Williamstown Select Board rejects both finalists for town manager, restarts search for permanent hire

Ella Marx

The Select Board announced that it will start a new search for a permanent town manager in January. (Photo courtesy of Willinet.)

The Williamstown Select Board has decided to hire neither of the two candidates who were selected as finalists for the town manager position during a months-long search, which followed the February 2021 resignation of former town manager Jason Hoch ’95.

Instead — with one month left in the tenure of interim town Manager Charlie Blanchard — the Select Board will commence another search for a permanent town manager, Select Board Chair Andy Hogeland ’76 announced at a board meeting on Friday.

The town manager, who manages the town’s day-to-day affairs, is appointed by the Select Board, an elected committee of five Williamstown residents that oversees the executive functions of Town government.

The two finalists — Debra Jarvis, a diversity and inclusion consultant and former fire chief, and Richard Downey, the village administrator of Kronenwetter, Wis. — were interviewed by the board ahead of its Friday meeting. That same day, the board resolved to hire neither candidate and to begin the search over again for a new town manager.

Each finalist showed proficiency in different aspects of the town manager position, Select Board member Hugh Daley said on Friday, with one excelling in Town administration and the other at advancing values of diversity and inclusion within the Town. But neither candidate fulfilled all of the Select Board’s requirements for the job, Daley added.

“It’s imperative to me that we get someone that can both operate the Town and heal the Town,” he said. “Getting one that can operate it but not heal it, getting one that can heal it but not operate it, we [as the Select Board] are not doing our job.”

The Select Board’s most pressing concern is hiring an interim Town manager to succeed Blanchard, whose term expires in late November, Hogeland wrote in an email to the Record. This new interim town manager will hold their position until the permanent town manager is instated.

The Town will again retain the services of GovHR — the consulting firm the Town employed to conduct the original search for a town manager — to field new candidates for the permanent position, according to Hogeland. “Our consultant advises us that it would be more productive to start [the permanent town manager search] in January,” Hogeland wrote.

“Until then, we will be reflecting on how our experience in evaluating the two recent candidates may make us rethink some features of the town manager position.”

Hoch, who began his tenure as town manager in 2015, resigned in the wake of public uproar over an August 2020 lawsuit filed by Williamstown Police Department (WPD) Sergeant Scott McGowan against the Town. In the lawsuit, McGowan claimed that Hoch did not adequately investigate alleged instances of sexual assault and racial harassment within the WPD. Hoch also came under scrutiny from Town residents for his decision not to fire former WPD Chief Kyle Johnson after the August 2020 lawsuit implicated Johnson in claims of sexual assault and racial harassment.

Once the Town installs a permanent town manager, the search for a permanent WPD Chief will likely begin.
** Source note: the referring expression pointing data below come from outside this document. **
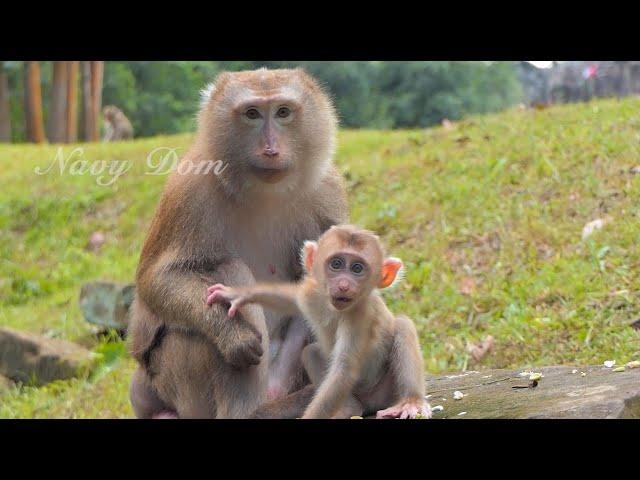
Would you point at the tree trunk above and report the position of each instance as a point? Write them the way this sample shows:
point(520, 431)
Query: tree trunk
point(97, 70)
point(85, 67)
point(91, 99)
point(5, 111)
point(72, 102)
point(33, 103)
point(58, 113)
Until then, interim Chief Michael Ziemba will continue to lead the department.

To Select Board member Jane Patton, renewing the search for a permanent town manager will allow the town to reconsider what the position should look like in the future. “I think this is going to present us an opportunity, if we have the courage and the resolution and… tenacity, to really take a hard, hard, hard look at what it is that we’re after,” she said. “There’s too much… ‘finance, finance, finance,’ ‘diversity, diversity, diversity,’ and the reality is we’ve got to solve for both.”